Yesterday Jeffrey gave you his top picks for favorite cookbooks, so I decided that today was my turn.  You'll notice that there is zero overlap!  Jeffrey admires the Cook's Illustrated cookbooks, while I find their recipes impossibly long and tedious, and full of what I think are questionable techniques (the pie crust recipe they dote on is horribly difficult to make, for instance, and doesn't taste nearly as good as my Dad's plain-jane recipe).  I guess my main complaint with the recipes is that they tend not to use any cooking shortcuts at all, and take far longer to prepare than I would like.  I also am by and large unacquainted with Indian cooking, which Jeffrey has included in his cookbook picks.  I love Indian food, I just haven't done any of the actual cooking.

Sometimes I like to read cookbooks for fun.  One I'm enjoying currently is Jessica Harper's The Crabby Cook Cookbook:  Recipes and Rants. I've also enjoyed the Mennonite More-with-Less cookbook and the Sondheim/Sloan collaboration  A Dinner a Day, although some of the last cookbook's recipes are really terrible.  But for menu-planning ideas, it's a great book!

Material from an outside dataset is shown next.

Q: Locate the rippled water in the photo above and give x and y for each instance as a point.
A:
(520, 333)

Anyway!  Here are my favorite cookbooks:

Betty Crocker's Cooky Book was published in 1963, and is one of the few cookbooks I remember from my childhood.  I loved paging through and looking at the color pictures and illustrations, and reading the "flavor text".  For example, the cookie called Joe Froggers starts off with this:  "Our adaptation of the famous molasses cookies made long ago by old Uncle Joe of Marblehead, Mass.  The cookies are as plump and dark as the little frogs that lived in the pond near Joe's cottage".  These texts made cooking seem like a fun activity, and encouraged me to experiment with baking.

When I was a high school student, in the summertime my sister and I took turns doing a lot of the household chores, since by then Mom had taken a job outside the home.  It was fun to do the menu planning and shopping, and having control over what we all ate for dinner!Pillsbury's Bake Off Main Dish Cook Book (published in 1968) was one of my go-to books.  Cece and I tried quite a few of the casserole recipes during those years.  Recipes we especially enjoyed included Hungy Boys' Casserole, Beef Burger Bar-B-Que, and Chicken Almond Party Bake.

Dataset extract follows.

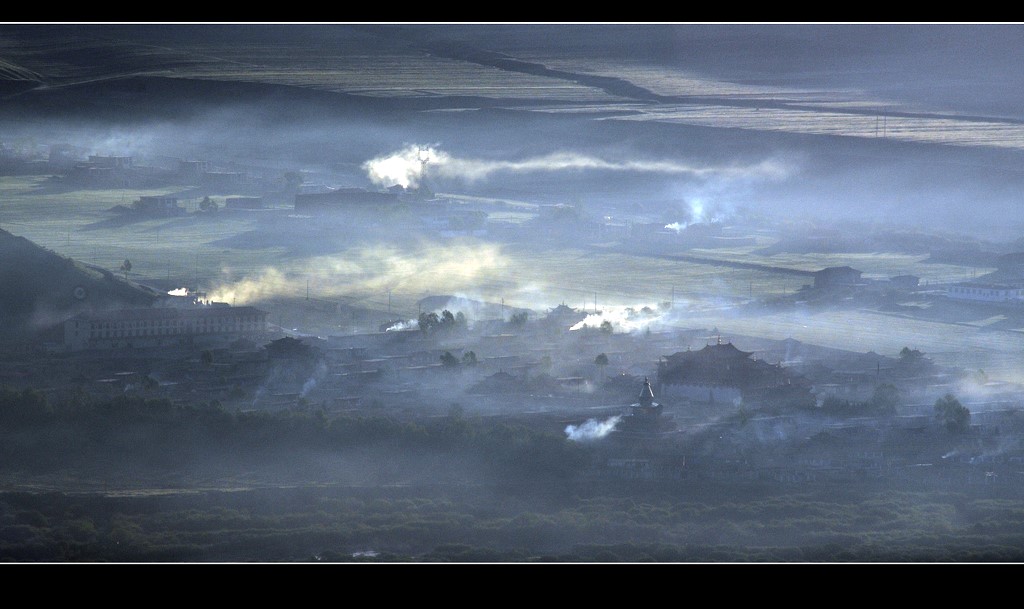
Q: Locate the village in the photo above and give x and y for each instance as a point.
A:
(728, 406)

This is a church cookbook put together by the Catholic Ladies Union in Cherokee, Iowa in 1982.  This book is filled with plain, filling, delicious home cooking, and doesn't rely on a lot of expensive convenience foods or unusual ingredients.  I'd be very surprised is there is a single recipe here that takes longer than an hour, start to finish.

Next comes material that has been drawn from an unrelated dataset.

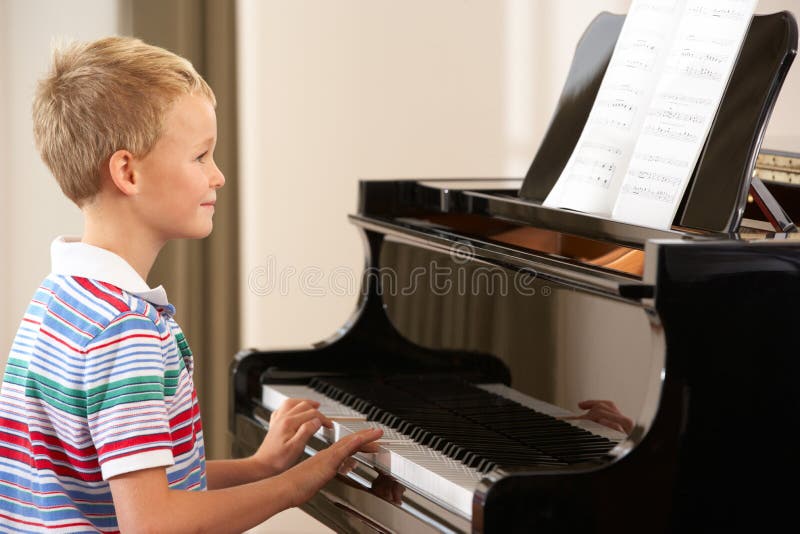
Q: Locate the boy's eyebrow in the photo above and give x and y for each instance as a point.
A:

This cookbook is a sentimental favorite, being a collection of computer-typed pages that my Grandma gathered from lots of my relatives.  She enjoyed typing on the computer and putting in the pictures and recipe categories.  Recipes include her own prize-winning Deluxe Potato Soup and Dad's Italian Vegetable Supper Soup, which are both really outstanding!  If you don't have a collection of recipe gems from the cooks in your family, you should!


The last cookbook is simply a 3-ring binder of the best recipes that Jeffrey and I have created.  The recipes are all ones we rate at 5 stars (totally trough-worthy).  I make an extra set of these recipes for my son to have and present them to him at Christmas time- his binder is a bright spring green.  I put each full-page typed recipe in a plastic sleeve, so hopefully the books will stay nice for a really long time.